Supported by new accelerated compute platforms from Dell, Gigabyte, HPE, and Supermicro, the MI100, combined with AMD EPYCTM CPUs and the ROCm 4.0 open software platform, is designed to propel new discoveries ahead of the exascale era.
Targeted toward scientific computing
Built on the new AMD CDNA architecture, the AMD Instinct MI100 GPU enables a new class of accelerated systems for HPC and AI when paired with 2nd Gen AMD EPYC processors. The MI100 offers up to 11.5 TFLOPS of peak FP64 performance for HPC and up to 46.1 TFLOPS peak FP32 Matrix performance for AI and machine learning workloads. With new AMD Matrix Core technology, the MI100 also delivers a nearly 7x boost in FP16 theoretical peak floating point performance for AI training workloads compared to AMD’s prior generation accelerators.3
“Today AMD takes a major step forward in the journey toward exascale computing as we unveil this device,” says Brad McCredie, corporate VP data center GPU and accelerated processing, AMD. “Squarely targeted toward the workloads that matter in scientific computing, our latest accelerator, when combined with the AMD ROCm open software platform, is designed to provide scientists and researchers a superior foundation for their work in HPC.”

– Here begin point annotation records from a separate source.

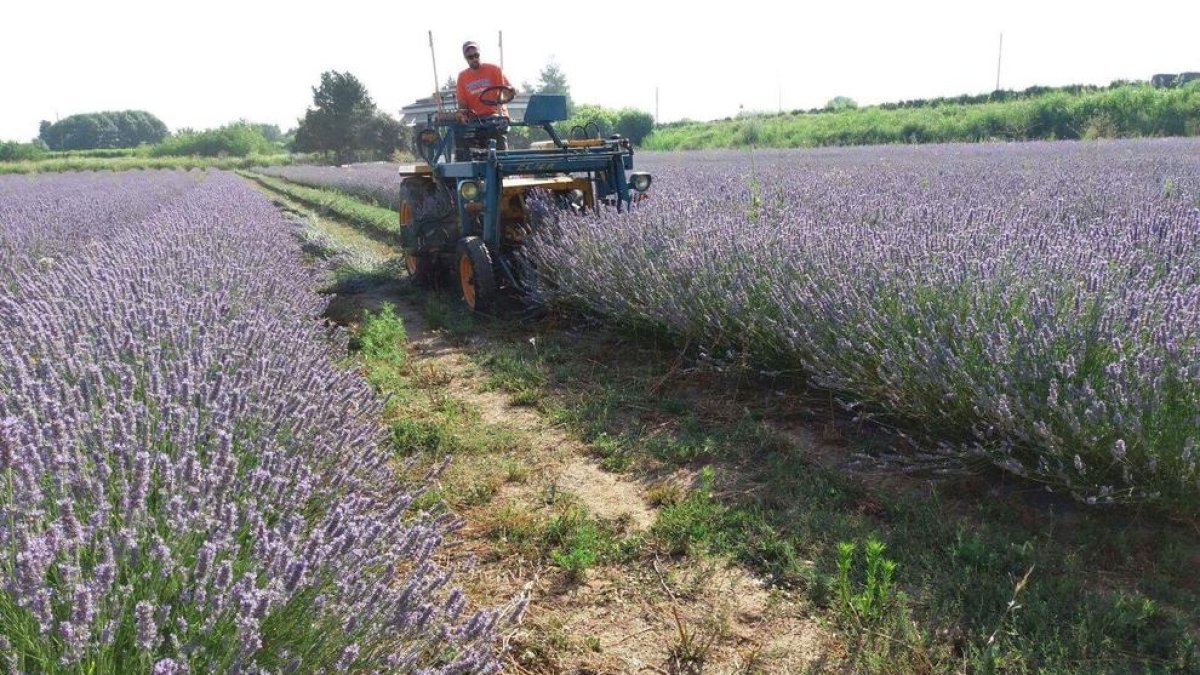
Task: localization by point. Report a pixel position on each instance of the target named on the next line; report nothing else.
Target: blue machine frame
(606, 162)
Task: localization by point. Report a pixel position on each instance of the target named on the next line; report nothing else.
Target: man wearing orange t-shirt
(473, 82)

Open software platform for the exascale era
The AMD ROCm developer software provides the foundation for exascale computing. As an open source toolset consisting of compilers, programming APIs and libraries, ROCm is used by exascale software developers to create high performance applications. ROCm 4.0 has been optimized to deliver performance at scale for MI100-based systems. ROCm 4.0 has upgraded the compiler to be open source and unified to support both OpenMP 5.0 and HIP. PyTorch and Tensorflow frameworks, which have been optimized with ROCm 4.0, can now achieve higher performance with MI1007,8. ROCm 4.0 is the latest offering for HPC, ML and AI application developers which allows them to create performance portable software.
“We’ve received early access to the MI100 accelerator, and the preliminary results are very encouraging. We’ve typically seen significant performance boosts, up to 2-3x compared to other GPUs,” adds Bronson Messer, director of science, Oak Ridge Leadership Computing Facility. “What’s also important to recognize is the impact software has on performance. The fact that the ROCm open software platform and HIP developer tool are open source and work on a variety of platforms, it is something that we have been absolutely almost obsessed with since we fielded the very first hybrid CPU/GPU system.”